Super Rich Adventurer
Keributan


Karmen sudah sampai di perkemahan. Dia langsung menuju ke tempat di mana Rangga dan para Jenderal sedang mengajari prajurit. Setiap berpapasan dengan prajurit, Karmen melihat mereka membungkuk hormat padanya.


Setelah sampai di tempat Rangga dan para Jenderal, Rangga terkejut karena Karmen hanya sendirian. Rangga pun memandang Karmen dengan heran.


"Diana di Lembah Katak!" Karmen membuka suara. Dia tahu, mereka paati bertanya-tanya soal ini.


"Apa?" Jenderal Sutono sampai berjingkat. "Apa aku tidak salah dengar?"


"Itu benar, Jenderal!" Jawab Karmen.


Lalu Karmen menyampaikan pesan Diana. Rangga dan para Jenderal mendengarkan dengan seksama. Walau mereka ragu, namun mereka percaya dengan yang diucapkan Karmen.


"Kalian mungkin tak akan percaya, Ratu Peri Hutan Siluman sudah ditaklukkannya." Rangga memberitahu. Namun, dia langsung menyesal karena menyampsikan hal yang dilarang oleh Diana.


"Apa?" Keempat Jenderal benar-benar terkejut sekarang. "Kamu jangan bercanda!" Sahut Jenderal Sutono.


"Maaf, Jenderal semua! Itu benar, namun tidak elok membahas hal yang dilarang disampaikan oleh Panglima. Kalian bisa dihukumnya kelak. Rangga! Bisakah membicarakan yang lain?" Karmen langsung menyahut dan mengingatkan Rangga.


"Aku minta maaf, tidak seharusnya aku memberitahu kalian hal yang dilarang disampaikan. Para Jenderal, tolong jangan bicarakan lsgi. Jika Panglima Diana marah, maka habislah kita!" Sahut Rangga fengan penuh penyesalan. Para Jenderal mengangguk-angguk mengerti.


Saat itu, para Pangeran tiba di tempat itu. Wajah mereka terlihat sangat marah.

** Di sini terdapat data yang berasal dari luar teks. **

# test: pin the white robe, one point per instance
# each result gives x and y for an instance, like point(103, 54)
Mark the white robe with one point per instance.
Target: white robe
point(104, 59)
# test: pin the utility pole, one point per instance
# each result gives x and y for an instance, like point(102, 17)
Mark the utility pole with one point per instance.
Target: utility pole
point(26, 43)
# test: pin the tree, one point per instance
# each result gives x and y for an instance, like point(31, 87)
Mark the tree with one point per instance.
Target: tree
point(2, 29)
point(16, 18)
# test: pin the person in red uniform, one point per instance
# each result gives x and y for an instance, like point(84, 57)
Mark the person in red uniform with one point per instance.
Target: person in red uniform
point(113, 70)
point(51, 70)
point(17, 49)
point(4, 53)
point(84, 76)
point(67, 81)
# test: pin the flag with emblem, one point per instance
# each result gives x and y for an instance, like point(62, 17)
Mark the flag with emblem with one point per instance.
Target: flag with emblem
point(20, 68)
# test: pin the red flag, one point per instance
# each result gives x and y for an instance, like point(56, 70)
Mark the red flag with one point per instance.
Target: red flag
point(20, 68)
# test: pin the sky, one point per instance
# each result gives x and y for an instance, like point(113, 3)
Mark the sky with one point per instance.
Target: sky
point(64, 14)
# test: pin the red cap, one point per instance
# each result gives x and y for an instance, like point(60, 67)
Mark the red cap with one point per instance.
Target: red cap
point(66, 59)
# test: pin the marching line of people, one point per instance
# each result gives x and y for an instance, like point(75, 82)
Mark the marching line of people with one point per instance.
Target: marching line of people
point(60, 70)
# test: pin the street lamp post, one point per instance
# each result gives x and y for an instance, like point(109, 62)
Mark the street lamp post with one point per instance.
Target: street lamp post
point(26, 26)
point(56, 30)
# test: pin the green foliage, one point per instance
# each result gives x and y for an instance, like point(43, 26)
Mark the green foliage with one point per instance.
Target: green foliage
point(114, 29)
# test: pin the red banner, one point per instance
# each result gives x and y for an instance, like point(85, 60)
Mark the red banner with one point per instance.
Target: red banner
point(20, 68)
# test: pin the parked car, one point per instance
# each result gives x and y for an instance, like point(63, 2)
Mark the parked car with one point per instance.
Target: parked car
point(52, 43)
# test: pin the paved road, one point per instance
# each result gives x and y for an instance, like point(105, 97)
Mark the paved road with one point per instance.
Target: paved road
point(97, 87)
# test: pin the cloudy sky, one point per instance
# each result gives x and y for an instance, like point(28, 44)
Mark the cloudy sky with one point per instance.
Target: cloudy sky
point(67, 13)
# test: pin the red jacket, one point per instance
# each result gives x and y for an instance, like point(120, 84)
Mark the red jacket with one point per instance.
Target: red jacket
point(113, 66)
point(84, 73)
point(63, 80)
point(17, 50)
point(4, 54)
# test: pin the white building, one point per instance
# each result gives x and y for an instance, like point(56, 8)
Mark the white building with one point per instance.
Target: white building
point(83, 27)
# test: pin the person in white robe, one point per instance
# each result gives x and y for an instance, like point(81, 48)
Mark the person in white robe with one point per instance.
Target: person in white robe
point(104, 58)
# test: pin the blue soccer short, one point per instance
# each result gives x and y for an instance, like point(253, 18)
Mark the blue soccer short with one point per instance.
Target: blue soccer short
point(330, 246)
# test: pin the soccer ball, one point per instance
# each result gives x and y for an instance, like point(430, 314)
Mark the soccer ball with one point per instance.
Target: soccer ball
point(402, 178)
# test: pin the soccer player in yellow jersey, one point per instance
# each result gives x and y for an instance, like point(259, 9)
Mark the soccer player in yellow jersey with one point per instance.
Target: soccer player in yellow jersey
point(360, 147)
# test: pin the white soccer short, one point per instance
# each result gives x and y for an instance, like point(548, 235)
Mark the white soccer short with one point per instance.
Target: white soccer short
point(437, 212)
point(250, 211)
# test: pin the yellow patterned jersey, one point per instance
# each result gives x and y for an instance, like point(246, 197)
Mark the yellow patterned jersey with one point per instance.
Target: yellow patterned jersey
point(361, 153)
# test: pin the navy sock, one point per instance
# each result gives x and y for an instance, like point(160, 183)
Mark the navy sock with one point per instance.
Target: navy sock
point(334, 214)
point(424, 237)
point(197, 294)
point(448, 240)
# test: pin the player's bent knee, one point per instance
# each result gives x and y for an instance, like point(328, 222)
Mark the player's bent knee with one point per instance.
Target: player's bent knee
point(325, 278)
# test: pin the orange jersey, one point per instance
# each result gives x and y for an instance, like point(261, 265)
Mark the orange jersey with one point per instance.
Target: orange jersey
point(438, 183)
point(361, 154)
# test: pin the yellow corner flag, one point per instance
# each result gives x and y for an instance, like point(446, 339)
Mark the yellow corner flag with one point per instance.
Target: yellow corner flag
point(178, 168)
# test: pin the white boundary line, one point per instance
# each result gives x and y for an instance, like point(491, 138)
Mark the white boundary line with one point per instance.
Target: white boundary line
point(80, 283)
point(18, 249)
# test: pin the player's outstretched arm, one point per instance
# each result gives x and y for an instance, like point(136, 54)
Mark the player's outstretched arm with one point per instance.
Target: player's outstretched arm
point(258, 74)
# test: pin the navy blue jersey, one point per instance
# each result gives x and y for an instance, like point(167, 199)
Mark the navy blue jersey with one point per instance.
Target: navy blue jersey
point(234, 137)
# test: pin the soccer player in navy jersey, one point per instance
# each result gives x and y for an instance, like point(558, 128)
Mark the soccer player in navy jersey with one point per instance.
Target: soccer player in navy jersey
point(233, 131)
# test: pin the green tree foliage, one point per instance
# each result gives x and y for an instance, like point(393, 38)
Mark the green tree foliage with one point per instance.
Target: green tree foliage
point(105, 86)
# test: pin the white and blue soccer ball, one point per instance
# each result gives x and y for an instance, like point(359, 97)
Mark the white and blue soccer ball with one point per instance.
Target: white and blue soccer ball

"Apa-apaan ini? Kenapa setelah ditunjuk jadi Panglima, malah mengabaikan perintah Raja? Tuan Panglima, kenapa dia pergi ke Lembah Katak? Kami sangat kecewa dengan sikap Panglima!" Yang bicara adalah Pangeran Lintang.


"Kamu pikir kami ini orang bodoh? Kamu juga punya mata-mata!" Jawab Pangeran Lintang.


"Kamu tidak perlu ikut campur urusan Panglima! Panglima adalah orang yang sangat bertanggung jawab. Dia akan menyelesaikan tugasnya dengan baik tanpa harus kamu menasihatinya!" Jawab Karmen.


"Oh! Jadi bagaimana jika dia mati di Lembah Katak?" Sahut Pangeran Lintang dengan arogan.


"Kamu!" Saat hendak bicara lagi, Rangga memegang tangan Karmem agar tidak meneruskan debat dengan Pangeran Lintang.


"Dengar! Panglima akan kembali, dan akan memimpin kita dalam perang ini. Jadi jangan kuatirkan Panglima! Kalian tidak akan sanggup menghadapinya walau pun jumlah kalian ribuan orang!" Kata Rangga dengan nada rtnggi.


Nada bicara Rangga tidak memdebat, namun sindirannya soal jumlah ribuan orang melawan Diana, membuat wajah Pangeran Lintang memerah. Tentu saja itu tidak masuk akal. Apalagi Pangeran Limtang merasa bahwa dia sangat hebat dalam beladiri. Jadi, dia justru merasa diremehkan.


"Baik! Aku menangtangnya bertarung satu lawan satu sampai mati!" Teriak Pangeran Lintang. Rangga, Karmen dan empat Jenderal terkejut mendengar ucapan Pangeran Lintang.


"Pangeran! Bagaimana jika aku melawanmu saja! Jika kamu bisa mengalahkanku dengan satu jurus, maka, kamu akan diangkat jadi panglima. Aku akan bicara pada Pamglima Diana untuk menyerahkan status panglima padamu!" Karmen yang menanggapi dan ingin melawan Pangeran Lintang.


"Baik! Aku setuju!" Jawab Pangeran Lintang.


"Mengenai siapa yang akan menjadi panglima jika aku menang, aku akan memilih orang yang lebih hebat. Jadi, kamu jangan menyesal.karena sudah berani menantangku!" Lanjut Pangeran Lintang.


Rangga dan Karmen saling pandang dan kemudian tersenyum geli mendemgar ucapan Pangeran Lintang. Sementara itu, Pangeran Ludira dan Pangeran lainnya hanya menggeleng-gelengkan kepala.